State police at Mansfield are continuing to investigate a theft by deception occurring Tuesday afternoon on Plank Road in Morris Township. No details were released but the victim is listed as a 73 year old Morris man.

Potter County

A Genesee driver and his passenger were hurt in a one-vehicle accident just before midnight July 4th  on Route 872 in Grove Township Cameron County.  State police said Tristan Byron’s Ford F-150XLT crossed the road and struck an embankment, spun around 180 degrees before coming to rest on the southbound shoulder. Byron and Alyssa Burchell were taken by Austin Volunteer Ambulance to UPMC  Cole for treatment of unknown injuries.
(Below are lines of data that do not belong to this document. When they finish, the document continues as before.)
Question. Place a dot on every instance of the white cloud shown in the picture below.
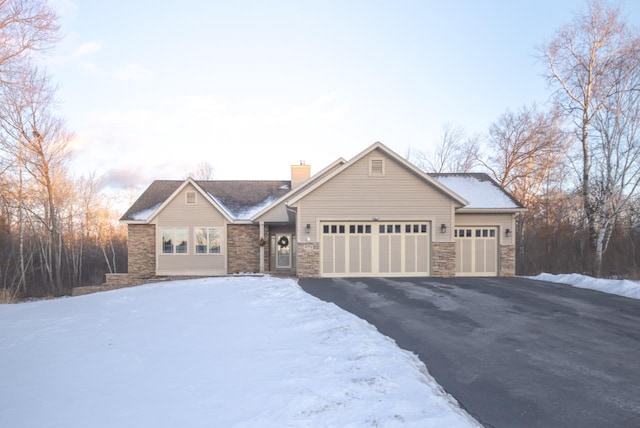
(132, 72)
(87, 48)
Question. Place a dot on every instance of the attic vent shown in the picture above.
(191, 198)
(376, 167)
 Senator Michele Brooks’ legislation to continue supporting local veterans’ organizations, fire departments and other service clubs is on its way to the governor’s desk for his signature.Senate Bill 1159 will extend Act 118 of 2020, which permitted service organizations to use 100% of their Small Games of Chance money to cover their general operating expenses, including rent, payroll and utilities. This extension in Act 118 expired on June 10, 2022, but Senator Brooks’ legislation will extend this allowance until December 31, 2022, in order to give these service organizations additional time to recover from the pandemic and remain a vital part of their communities.

“Many American Legions, VFWs, fire departments, Moose Lodges, and other service organizations are still struggling to recover from the COVID-19 pandemic,” Brooks said. “Most were forced to close their venues for more than a year, cancel their traditional patriotic ceremonies, and refrain from the fundraisers they traditionally offered, which helped to sustain their operations. The dedicated volunteers and staff who operate these clubs contribute to so many worthwhile charities in our communities, and they need and deserve our help now.”

The bill was passed by the House of Representatives last week  and now heads to the governor’s desk.